No Greater Than the Sum of Its Parts
The reward-driven contestants of subsequent seasons of Love is Blind eroded the show’s nature because they were no longer interested in finding true love. Prospective applicants noticed Love is Blind’s success and applied to participate with more than a potential life partner in mind. They saw the show as a launch point, as a marketing opportunity, or as a stage for their 15-minutes of fame, not unlike the contestants on Love Island or some other unashamedly shallow production. Without the mission statement in mind or the goal of true love at the end of the wedding aisle, the show descended into the usual reality television chaos because suddenly, every participant involved was no different than the usual crop of reality television show candidates.

Via Prostock-studio
For hopeful viewers who thought they were witnessing something real for once, Love is Blind is the ultimate disappointment. It completely left behind their wholesome experiment to buy into the charms of shallow pursuits instead.
Living Long Enough to Become the Villain
Metamorphosing into the beast it always claimed superiority over, Love is Blind’s biggest mistake was continuing and became completely unwatchable in later seasons because of reality show tedium, monotony, and utter lifelessness. There’s no love anymore on the show, as contestants seemingly recite lines and act like animatronic drones with their golden wine glasses, tailored wardrobe, and manicured haircuts.
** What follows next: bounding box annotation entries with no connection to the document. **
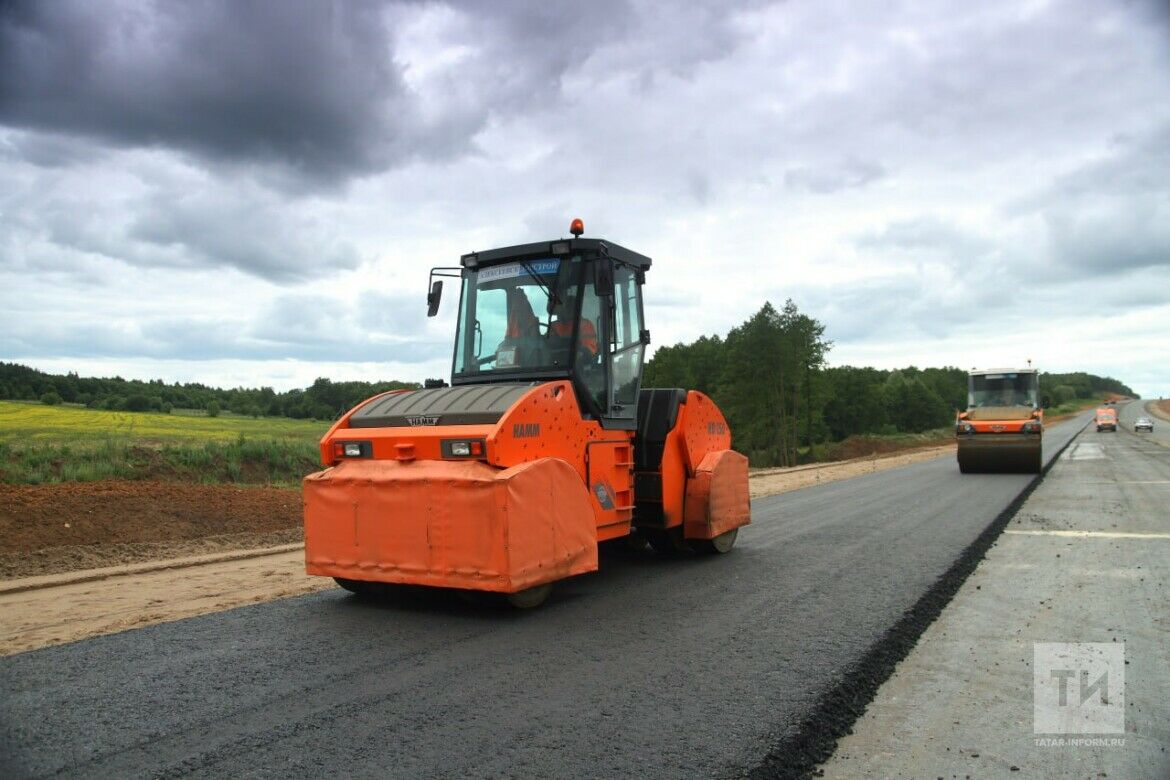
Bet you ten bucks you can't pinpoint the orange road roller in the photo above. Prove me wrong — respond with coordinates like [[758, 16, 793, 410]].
[[955, 368, 1044, 474], [304, 220, 751, 608]]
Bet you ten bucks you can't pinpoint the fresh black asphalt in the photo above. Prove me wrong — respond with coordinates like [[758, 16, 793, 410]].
[[0, 416, 1088, 778]]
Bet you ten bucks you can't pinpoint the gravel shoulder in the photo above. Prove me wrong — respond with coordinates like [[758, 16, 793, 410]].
[[818, 405, 1170, 778]]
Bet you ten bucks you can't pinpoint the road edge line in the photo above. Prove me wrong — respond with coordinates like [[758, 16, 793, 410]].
[[0, 541, 304, 595]]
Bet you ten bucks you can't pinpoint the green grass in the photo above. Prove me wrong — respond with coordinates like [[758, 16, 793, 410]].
[[0, 401, 329, 484], [0, 401, 330, 443]]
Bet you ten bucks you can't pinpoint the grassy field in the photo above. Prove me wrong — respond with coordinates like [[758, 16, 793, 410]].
[[0, 401, 330, 444], [0, 401, 329, 484]]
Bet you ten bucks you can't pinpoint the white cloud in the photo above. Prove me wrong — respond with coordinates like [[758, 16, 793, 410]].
[[0, 0, 1170, 392]]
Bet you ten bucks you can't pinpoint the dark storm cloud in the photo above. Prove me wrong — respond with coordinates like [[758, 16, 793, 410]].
[[0, 0, 750, 184], [0, 0, 402, 177], [126, 195, 360, 282]]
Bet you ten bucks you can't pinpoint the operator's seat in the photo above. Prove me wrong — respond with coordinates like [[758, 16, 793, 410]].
[[634, 387, 687, 527]]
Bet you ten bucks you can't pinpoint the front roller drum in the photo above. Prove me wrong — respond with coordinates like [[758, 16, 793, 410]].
[[958, 437, 1042, 474]]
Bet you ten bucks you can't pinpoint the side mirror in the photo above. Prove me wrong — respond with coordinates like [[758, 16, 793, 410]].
[[593, 257, 613, 297]]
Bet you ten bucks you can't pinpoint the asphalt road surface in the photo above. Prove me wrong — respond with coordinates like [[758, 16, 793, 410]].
[[0, 415, 1089, 778]]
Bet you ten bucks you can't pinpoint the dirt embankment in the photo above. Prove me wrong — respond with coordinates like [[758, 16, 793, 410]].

For a show that was built on emotional connection over physical appearance, the participants all ironically look a little too perfect. Aesthetics aside, the show itself lost its soul the moment the contestants were no longer seeking true love and from there, the epic wholesomeness of its first season was entirely forgotten.
To avoid limping along until cancellation, dating shows should be limited to a single season. While multi-season shows seem like a money-making idea, with the same concept copied and pasted onto a lesser cast with dimming light behind their eyes and the fame game on their mind, audiences grow bored and the show’s concept becomes stale. What makes dating shows lively and interesting is the elusive glue that holds this whole societal machine together: Love, not fame or glory.
Keep things fresh, get creative, and find new ways to make dating shows interesting by leaning into true love. That’s what everyone truly wants in the end.
As it turns out, the simplest way to do that is by keeping it real, keeping the chauvinistic, self-obsessed contestants off the casting board, and keeping it to only one season.